Illustration of (a) why it is really hard to separate two interleaved books and (b) the dimensionless parameter now known as the Hercules number. [This illustration is Figure 2, and its associated caption, from a quick study in Phys. Today 69, 6, 74 (2016).]

 A recently-introduced dimensionless parameter that caught my eye was the Repunzel number from ponytail physics (the subject of the 2012 Ig Nobel Prize in physics). And the naming of this number was very much on my mind a few months ago when I wrote an entry in the Improbable Research blog about a very cool new paper in Physical Review Letters (PRL) on how hard it is to pull apart two interleaved phone books. The authors of the paper had introduced a dimensionless parameter, but it didn’t have a name. And it clearly required a Herculean effort to pull apart those phone books, so I knew what name I wanted to attach to that dimensionless parameter. So with inspiration that was part Herculean, part Oxonian (I have spent the last 9 years in Oxford surrounded by applied mathematicians who study continuum mechanics), and part Repunzelian, I wrote the following sentence:

Restagno and colleagues also fit the data to a curve of force versus a dimensionless amplification parameter—following the continuum-mechanics tradition of using cute names for dimensionless parameters, let’s call it the “Hercules number”—that depends on the number of pages, the page thickness, and the size of the overlap region between the books.

The authors of the PRL paper enjoyed the new monicker—one might even say that the Hercules number was basking in the glow of its new-forged synonym—and they mentioned it to me via Twitter.
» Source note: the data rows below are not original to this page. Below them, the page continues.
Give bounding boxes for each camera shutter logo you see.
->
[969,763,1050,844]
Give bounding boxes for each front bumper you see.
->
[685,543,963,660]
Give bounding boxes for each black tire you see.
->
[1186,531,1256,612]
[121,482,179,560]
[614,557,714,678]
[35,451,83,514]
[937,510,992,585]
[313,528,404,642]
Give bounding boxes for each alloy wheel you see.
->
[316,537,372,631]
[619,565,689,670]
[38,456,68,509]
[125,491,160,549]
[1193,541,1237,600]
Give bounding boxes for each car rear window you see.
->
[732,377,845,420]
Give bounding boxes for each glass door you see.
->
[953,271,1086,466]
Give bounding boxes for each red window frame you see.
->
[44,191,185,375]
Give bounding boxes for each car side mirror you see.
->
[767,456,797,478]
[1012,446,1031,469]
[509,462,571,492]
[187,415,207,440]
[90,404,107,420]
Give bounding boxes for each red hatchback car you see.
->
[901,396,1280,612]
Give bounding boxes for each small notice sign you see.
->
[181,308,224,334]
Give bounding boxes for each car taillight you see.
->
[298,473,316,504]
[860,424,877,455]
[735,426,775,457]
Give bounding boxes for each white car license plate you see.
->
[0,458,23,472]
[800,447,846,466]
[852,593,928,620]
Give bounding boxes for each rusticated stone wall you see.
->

And now Kari Dalnoki-VeressThomas Salez, and Frédéric Restagno (three of the authors of the original PRL paper) have written a “quick study” in the June 2016 issue of Physics Today. As you’ll notice, they use the name Hercules number, and of course I am very pleased about that. I am always happy to contribute to mathematics and physics with my wit and snark.

Bonus: When it comes to naming a scientific idea after a person (and whether or not one has chosen the correct one), I would like to invoke the “Three Laws of Discovery” that are listed among the quotations on Ig Nobel laureate Michael Berry’s website:

  1. Discoveries are rarely attributed to the correct person. (Arnold’s Law, which is of course self-referential)
  2. Nothing is ever discovered for the first time. (Berry’s Law)
  3. Everything of importance has been said before by someone who did not discover it. (Whitehead’s Law, though I am not sure which Whitehead it is. I assume it is one of the mathematical ones.)

Another Bonus: The story of the penguin diagram in nuclear physics is absolutely lovely. (That name came about substantially through the efforts of Melissa Franklin, whom you may have heard on Improbable Research podcasts.)

A Third Bonus: In mathematics, there is a problem called the Ten Martini Problem.